The Flaming Geyser State Park is located on the Green River in southwestern King County, Washington, near the city of Black Diamond. The park was named for a flame which burned through a concrete basin, fueled by a methane gas pocket 1000 ft below the surface. When the pocket was discovered by prospective coal miners in the early 1900s, the test hole hit gas and saltwater, shooting water and flames 25 ft into the air. The same methane pocket seeps gas through a mud hole to create the "Bubbling Geyser" nearby. Both "geysers" can be found along a short hike, though as of 2016 the flaming geyser is no longer lit due to depletion of its methane source.

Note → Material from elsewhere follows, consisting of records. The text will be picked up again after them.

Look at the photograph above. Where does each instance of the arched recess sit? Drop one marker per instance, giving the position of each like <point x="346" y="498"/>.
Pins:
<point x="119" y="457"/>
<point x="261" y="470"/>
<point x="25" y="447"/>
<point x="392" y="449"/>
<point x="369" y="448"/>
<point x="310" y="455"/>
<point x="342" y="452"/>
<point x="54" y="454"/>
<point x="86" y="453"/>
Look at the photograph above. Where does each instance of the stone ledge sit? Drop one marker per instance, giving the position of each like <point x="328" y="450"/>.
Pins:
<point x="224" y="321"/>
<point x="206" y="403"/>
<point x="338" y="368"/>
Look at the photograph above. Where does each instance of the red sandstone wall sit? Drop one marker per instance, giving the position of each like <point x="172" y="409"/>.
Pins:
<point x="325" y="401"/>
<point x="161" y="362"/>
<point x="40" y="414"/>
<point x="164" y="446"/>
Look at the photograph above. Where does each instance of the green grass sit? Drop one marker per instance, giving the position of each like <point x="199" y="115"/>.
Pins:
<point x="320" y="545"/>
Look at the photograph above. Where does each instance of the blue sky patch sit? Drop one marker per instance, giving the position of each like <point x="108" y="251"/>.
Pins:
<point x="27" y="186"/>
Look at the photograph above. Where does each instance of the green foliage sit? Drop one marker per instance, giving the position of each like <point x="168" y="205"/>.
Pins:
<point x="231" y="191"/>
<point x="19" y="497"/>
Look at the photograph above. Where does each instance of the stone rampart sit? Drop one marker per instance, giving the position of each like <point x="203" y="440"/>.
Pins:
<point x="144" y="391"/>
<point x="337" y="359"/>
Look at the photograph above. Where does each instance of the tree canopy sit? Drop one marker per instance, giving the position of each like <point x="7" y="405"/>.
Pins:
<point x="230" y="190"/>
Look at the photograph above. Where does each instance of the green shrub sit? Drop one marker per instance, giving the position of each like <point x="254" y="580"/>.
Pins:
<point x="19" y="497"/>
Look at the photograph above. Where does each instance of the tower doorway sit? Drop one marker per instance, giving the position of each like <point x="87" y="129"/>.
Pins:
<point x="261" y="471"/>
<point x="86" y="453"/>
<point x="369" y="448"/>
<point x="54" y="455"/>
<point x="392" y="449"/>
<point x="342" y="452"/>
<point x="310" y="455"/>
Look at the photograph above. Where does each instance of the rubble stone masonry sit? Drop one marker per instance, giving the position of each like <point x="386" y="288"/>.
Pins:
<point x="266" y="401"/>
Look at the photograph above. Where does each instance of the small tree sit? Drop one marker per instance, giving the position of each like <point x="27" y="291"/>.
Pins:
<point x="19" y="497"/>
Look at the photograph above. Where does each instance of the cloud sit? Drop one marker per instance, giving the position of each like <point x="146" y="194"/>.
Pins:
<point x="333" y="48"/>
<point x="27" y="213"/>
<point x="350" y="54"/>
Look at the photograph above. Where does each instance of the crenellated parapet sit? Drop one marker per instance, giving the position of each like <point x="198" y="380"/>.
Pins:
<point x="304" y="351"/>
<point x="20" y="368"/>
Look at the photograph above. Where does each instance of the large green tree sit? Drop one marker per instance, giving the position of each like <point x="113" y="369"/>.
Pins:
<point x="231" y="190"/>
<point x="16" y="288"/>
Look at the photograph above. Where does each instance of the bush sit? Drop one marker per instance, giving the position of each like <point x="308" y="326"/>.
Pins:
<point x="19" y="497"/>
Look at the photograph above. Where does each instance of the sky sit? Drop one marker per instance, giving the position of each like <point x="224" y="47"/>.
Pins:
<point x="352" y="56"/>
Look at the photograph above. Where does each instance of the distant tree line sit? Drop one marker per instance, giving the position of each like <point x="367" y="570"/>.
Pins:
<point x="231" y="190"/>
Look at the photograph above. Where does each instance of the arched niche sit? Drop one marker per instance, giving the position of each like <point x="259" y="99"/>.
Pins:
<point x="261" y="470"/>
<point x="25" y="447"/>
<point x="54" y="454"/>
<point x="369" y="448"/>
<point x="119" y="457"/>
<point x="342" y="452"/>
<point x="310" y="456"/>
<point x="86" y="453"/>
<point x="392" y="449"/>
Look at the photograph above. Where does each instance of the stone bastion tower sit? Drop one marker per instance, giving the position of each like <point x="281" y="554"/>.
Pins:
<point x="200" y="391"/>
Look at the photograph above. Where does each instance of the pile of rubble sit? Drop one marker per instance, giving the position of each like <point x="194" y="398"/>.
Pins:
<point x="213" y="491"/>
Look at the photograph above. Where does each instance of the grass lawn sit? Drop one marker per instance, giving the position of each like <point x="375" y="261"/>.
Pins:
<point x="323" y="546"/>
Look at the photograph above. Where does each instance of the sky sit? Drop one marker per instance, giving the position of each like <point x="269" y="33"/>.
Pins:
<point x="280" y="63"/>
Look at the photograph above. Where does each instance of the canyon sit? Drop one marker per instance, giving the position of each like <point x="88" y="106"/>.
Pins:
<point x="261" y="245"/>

Despite these unique features, the most popular park use is for summer tubing and rafting in the river. Flaming Geyser also has a specially designated area for flying remote-controlled model airplanes.

Flaming Geyser while it was still burning in 2009

==History==
Flaming Geyser was operated privately from the 1920s until the 1960s when the park fell into bankruptcy. When the land risked takeover by home development, Washington State Parks purchased the land and has managed it since. Urban legend of the park's history describes how miner Eugene Lawson aimed to profit from the ignited methane emission. While Lawson is a real historical figure who owned the Lawson Mine between 1895 and 1898 prior to two fatal explosions in 1902 and 1910, there is little record of involvement with Flaming Geyser.

==Park management==
The Park is managed by Washington State Parks and Recreation Commission as a part of the Green River Gorge State Park Conservation Area. This conservation area covers 2008.02 acre and 18 mi of river shoreline bordered by Flaming Geyser to the west and Kanaskat-Palmer State Park to the east. The area also includes Black Diamond Heritage Area, Old Town of Franklin Heritage Area, Hanging Gardens Recreation Area, Walter
A. Jellum Recreation Area, and Nolte State Park.

==Natural resources==
The park is 503 acre with over 3 mi of river shoreline. The area is known for its coal and cinnabar mines, with approximately 14% of Washington's coal coming from the Black Diamond vicinity.

The Green River is a popular steelheading location in the winter, and an ADA-accessible Salmon Interpretative Trail in the park explains more about this ecological relationship.